Numerical value indicating resolution of fixed-size dataset being analyzed. If non-fixed size data being studied, set -r 0.


Optional Arguments

-t, --biases

Accepts - a fullpath to a bias file generated by ICE or Knight-Ruiz normalization for Fit-Hi-C with the following format:

chr midpoint bias
1 20000 1.061
... ... ...

Default - None

Description - Bias files help Fit-Hi-C accurately generate statistical significance estimates. If you have it, use it!

Note: the file should be gzipped before providing as an input parameter

-p, --passes

Accepts - Number of spline passes.

Default - 1

Description - Increasing it beyond 2 is unlikely to affect Fit-Hi-C's output significantly. If you don't understand what spline fit means then you have not read the paper!

-b, --noOfBins

Accepts - integer representing number of equal occupancy bins you would like Fit-Hi-C to bin your data with

Default - 100

Description - used for spline fitting

-m, --mappabilityThres

Accepts - integer representing the minimum number of hits per locus that has to exist to call it mappable

Default - 1

Description - Increasing it leads to more stringent requirements for treating an interaction as reasonable. Decreasing it leads to less stringent requirements. If you have extremely high resolution data, it may help to bump this up.

-l, --lib

Accepts - String representing prepending information for output files

Default - fithic

Description - Name of the library that is to be analyzed.

-U, --upperbound

Accepts - Integer representing upper bound for the intrachromosomal interactions to be considered in base pairs.

Default - -1 (no limit)

Description - Highly recommended to bound the intrachromosomal interactions being considered.

-L, --lowerbound

Accepts - Integer representing lower bound for the intrachromosomal interactions to be considered in base pairs.

Default - -1 (no limit)

Description - Highly recommended to bound the intrachromosomal interactions being considered.

-v, --visual

Accepts - no argument

Default - None (no plots)

Description - Use if plots of spline fitting are desired. Unfortunately, different matplotlib versions are unstable in different ways. If you're getting an error, I suggest trying to run Fit-Hi-C without this option and see if that helps.

-x, --chromosome_region

Accepts - 'interOnly', 'intraOnly', 'All'

Default - intraOnly

Description -

interOnly is used if you would only like to analyze interchromosomal interactions.
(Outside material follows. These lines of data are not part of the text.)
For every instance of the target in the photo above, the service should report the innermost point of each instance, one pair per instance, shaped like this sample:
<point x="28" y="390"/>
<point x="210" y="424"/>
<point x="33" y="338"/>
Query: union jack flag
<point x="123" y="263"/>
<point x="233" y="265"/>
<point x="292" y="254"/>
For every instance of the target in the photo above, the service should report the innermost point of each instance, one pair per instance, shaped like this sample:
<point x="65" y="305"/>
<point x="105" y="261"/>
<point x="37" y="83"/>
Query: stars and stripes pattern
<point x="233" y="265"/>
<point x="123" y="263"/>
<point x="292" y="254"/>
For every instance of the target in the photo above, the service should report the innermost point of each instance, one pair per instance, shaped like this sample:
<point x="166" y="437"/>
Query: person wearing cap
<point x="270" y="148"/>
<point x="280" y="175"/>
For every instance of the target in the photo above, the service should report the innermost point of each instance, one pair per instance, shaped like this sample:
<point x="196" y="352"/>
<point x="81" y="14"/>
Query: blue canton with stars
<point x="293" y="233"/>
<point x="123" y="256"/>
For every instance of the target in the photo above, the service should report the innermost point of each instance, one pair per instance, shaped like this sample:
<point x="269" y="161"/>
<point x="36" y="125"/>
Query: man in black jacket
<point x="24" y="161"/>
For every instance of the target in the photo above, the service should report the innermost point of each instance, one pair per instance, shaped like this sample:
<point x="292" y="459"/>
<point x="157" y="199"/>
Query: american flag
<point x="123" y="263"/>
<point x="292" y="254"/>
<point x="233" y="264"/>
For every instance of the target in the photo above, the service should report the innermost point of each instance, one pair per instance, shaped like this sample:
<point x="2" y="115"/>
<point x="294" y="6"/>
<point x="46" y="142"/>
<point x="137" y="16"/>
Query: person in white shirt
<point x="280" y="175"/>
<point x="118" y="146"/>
intraOnly is used if youd would only like to analyze intrachromosomal interactions.

All is used if you would like to analyze inter and intrachromosomal interactions.

While you may now be thinking, "Why would I ever not choose 'All'? More analysis is better!" It is not this simple. Since you are adding significantly more interactions when you analyze interchromosomal and intrachromosomal interactions in tandem, qvalues will be depressed across the board. In addition, few to no datasets are at a high enough resolution to find significanct interchromosomal interactions.

-bL, --biasLowerBound

Accepts - float value of lower bound for bias values

Default - 0.5

Description - bias values below this number will be discarded

-bU, --biasUpperBound

Accepts - float value of upper bound for bias values

Default - 2

Description - bias values above this number will be discarded


Other Arguments

-V, --version

Accepts - No arguments

Default - None

Description - Prints version number. Check to make sure this is the latest version based on version.log file here

-h, --help

Accepts - No arguments

Default - None

Description - prints help message with all options


Output

Each step of Fit-Hi-C, the number of which is user-defined through the -p flag, generates two output files. For step N and library name prefix denoted by ${PREFIX} the two output files will have the following names:

  1. ${PREFIX}.fithic_passN.txt
  2. ${PREFIX}.spline_passN.significances.txt.gz

The first file will report the results of equal occupancy binning in five fields. An example of which is shown below:

avgGenomicDist contactProb stdErr numLocusPairs CCtotal
20077 2.38e-05 2.11e-06 210 19574
20228 1.88e-05 1.44e-06 268 19662
... ... ... .. ...

The second file will have the exact same lines as in the input file that contains the list of mid-range contacts. This input file had 5 fields as described above. The output from each step will append the following columns to these fields:

1) p-value: p-value of the corresponding interaction, as computed by the binomial distribution model employed in FitHiC.

2) q-value: q-value or FDR obtained by applying Benjamini-Hochberg correction to the p-values.

3) bias1: Bias value of the first interacting fragment.

4) bias2: Bias value of the second interacting fragment.

5) ExpCC: Expected contact count of the current interaction, computed using the raw contact count, spline fit probability of the raw contact count (with respect to the loop distance), and the given bias values. Enrichment of the raw (observed) contact count with respect to the expected contact count is reflected in the q-value.

chr1 fragmentMid1 chr2 fragmentMid2 contactCount p-value q-value bias1 bias2 ExpCC
1 15000 1 35000 23 1.000000e+00 1.000000e+00 1 1.2 22
1 15000 1 55000 12 2.544592e-02 1.202603e-01 1.1 0.9 4
... ... ... ... ... .. .. .. .. ..

Utilities

These utilities are provided as part of Fit-Hi-C (/fithic/utils/) to aid in certain common pre-processing/post-processing steps. They are as follows:

HiCKRy

Regardless of the implementation, we strongly recommend the use of a normalization method in order to have meaningful results for further analysis. The only way for Fit-Hi-C to utilize data from Hi-C normalization is through the bias files. As long as the bias value are scaled to have an average of 1 and high values represent loci with higher overall raw counts, Fit-Hi-C will be able to use them in significance assignment.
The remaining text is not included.